Photo: Ed Young/DPA/Zuma Press/TNS
Photo: Ed Young/DPA/Zuma Press/TNS

Romaine lettuce E. coli outbreak officially over, says CDC

The E. coli outbreak in romaine lettuce that led to a dramatic pre-Thanksgiving warning to remove the vegetable from stores and refrigerators across the nation is now over, federal officials said late Wednesday.

The Centers for Disease Control and Prevention made the announcement a day after the Food and Drug Administration, which works with the CDC to identify food-borne outbreaks, revealed that the government shutdown has compromised the FDA’s ability to do inspections that might prevent outbreaks.

At least 62 people in the U.S. were sickened in the outbreak, 25 were hospitalized and two experienced kidney failure, though there were no reported deaths. Illnesses occurred in 16 states, including Georgia, where one person reported becoming ill.

People began getting sick during the first week of October. Reports continued for the next month, despite the CDC’s dire warning two days before Thanksgiving that the vegetable, whether bagged or loose leaf, should be thrown out. Initially, investigators could not figure out the specific region where the contaminated lettuce came from, so they advised against eating any of it.
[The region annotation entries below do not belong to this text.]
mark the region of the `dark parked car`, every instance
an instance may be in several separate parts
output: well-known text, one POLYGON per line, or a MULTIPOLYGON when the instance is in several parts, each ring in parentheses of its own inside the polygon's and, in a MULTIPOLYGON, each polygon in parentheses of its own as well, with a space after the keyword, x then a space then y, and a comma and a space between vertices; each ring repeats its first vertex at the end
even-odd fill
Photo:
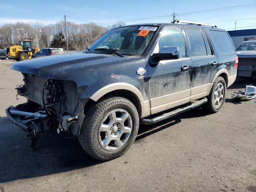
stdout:
POLYGON ((134 141, 140 122, 200 105, 218 111, 238 64, 226 31, 181 20, 112 29, 85 53, 11 66, 24 76, 16 89, 28 100, 6 114, 30 133, 33 146, 39 133, 52 128, 77 136, 97 159, 116 158, 134 141))
POLYGON ((43 57, 59 54, 63 54, 63 52, 60 49, 56 48, 43 48, 38 52, 35 54, 33 57, 43 57))
POLYGON ((6 49, 0 49, 0 59, 5 59, 6 60, 9 59, 9 57, 6 55, 6 49))

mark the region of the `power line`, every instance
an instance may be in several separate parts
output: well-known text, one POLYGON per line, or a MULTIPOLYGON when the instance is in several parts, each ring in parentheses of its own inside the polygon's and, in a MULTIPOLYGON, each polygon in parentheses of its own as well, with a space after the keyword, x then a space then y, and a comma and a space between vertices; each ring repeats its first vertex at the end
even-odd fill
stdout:
MULTIPOLYGON (((214 12, 222 11, 225 11, 225 10, 249 8, 254 7, 256 7, 256 4, 255 3, 252 4, 240 5, 238 5, 238 6, 229 6, 229 7, 225 7, 217 8, 213 9, 203 10, 201 11, 194 11, 192 12, 188 12, 187 13, 178 14, 176 15, 176 16, 186 16, 186 15, 190 15, 192 14, 210 13, 210 12, 214 12)), ((172 17, 173 16, 173 14, 170 14, 170 15, 162 15, 160 16, 157 16, 155 17, 145 17, 145 18, 140 18, 131 19, 131 20, 124 20, 123 21, 126 22, 132 22, 134 21, 141 21, 143 20, 150 20, 156 19, 159 19, 159 18, 169 18, 169 17, 172 17)), ((110 21, 108 22, 105 22, 103 23, 110 24, 115 23, 116 22, 117 22, 117 21, 110 21)))
MULTIPOLYGON (((236 27, 236 28, 238 29, 238 28, 245 28, 246 27, 256 27, 256 25, 254 25, 254 26, 246 26, 246 27, 236 27)), ((234 27, 233 28, 228 28, 227 29, 225 29, 225 30, 227 29, 234 29, 235 28, 234 27)))
POLYGON ((244 8, 248 8, 250 7, 254 7, 256 6, 256 4, 254 3, 252 4, 246 4, 245 5, 238 5, 235 6, 231 6, 229 7, 222 7, 221 8, 217 8, 213 9, 208 9, 204 10, 202 11, 198 11, 193 12, 190 12, 188 13, 181 13, 178 14, 178 15, 183 16, 185 15, 190 15, 191 14, 199 14, 202 13, 210 13, 216 11, 222 11, 227 10, 232 10, 233 9, 242 9, 244 8))
POLYGON ((211 22, 210 23, 221 23, 222 22, 228 22, 229 21, 241 21, 242 20, 247 20, 248 19, 256 19, 256 17, 254 18, 247 18, 246 19, 236 19, 234 20, 228 20, 227 21, 215 21, 214 22, 211 22))
POLYGON ((66 15, 66 17, 69 17, 70 18, 72 18, 73 19, 77 19, 78 20, 80 20, 81 21, 85 21, 86 22, 88 22, 89 23, 95 23, 96 24, 98 24, 99 25, 106 25, 106 26, 109 25, 107 25, 107 24, 103 24, 103 23, 96 23, 96 22, 92 22, 92 21, 86 21, 86 20, 83 20, 82 19, 78 19, 78 18, 75 18, 74 17, 70 17, 69 16, 67 16, 66 15))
Romaine lettuce before it was harvested on a farm in Salinas, Calif., Oct. 3, 2018. In a sweeping alert issued on Nov. 20, federal health officials warned people not to eat romaine lettuce anywhere in the country, after people fell sick with a virulent form of E. coli, a bacteria blamed for a number of food-borne outbreaks in recent years.
Photo: Jim Wilson/The New York Times

By mid-December, investigators had identified Adam Brothers Family Farm in Santa Barbara County, California, as the source of the outbreak. Officials now say sediment in a water reservoir on the farm tested positive for the bacteria, and that it was the cause of the outbreak.

RELATED: In romaine E.coli outbreak, a winding path to its source

CDC officials said Thursday, however, that the government shutdown had nothing to do with the timing of their declaration that the outbreak was over. FDA officials said this week that the shutdown is affecting food inspections and that the shutdown is placing the safety of the nation’s food supply at risk.

In an email statement, the CDC said it considered the outbreak over because the contaminated romaine shouldn’t be on shelves or in warehouses anymore and there haven’t been new reports of illness since Dec. 4.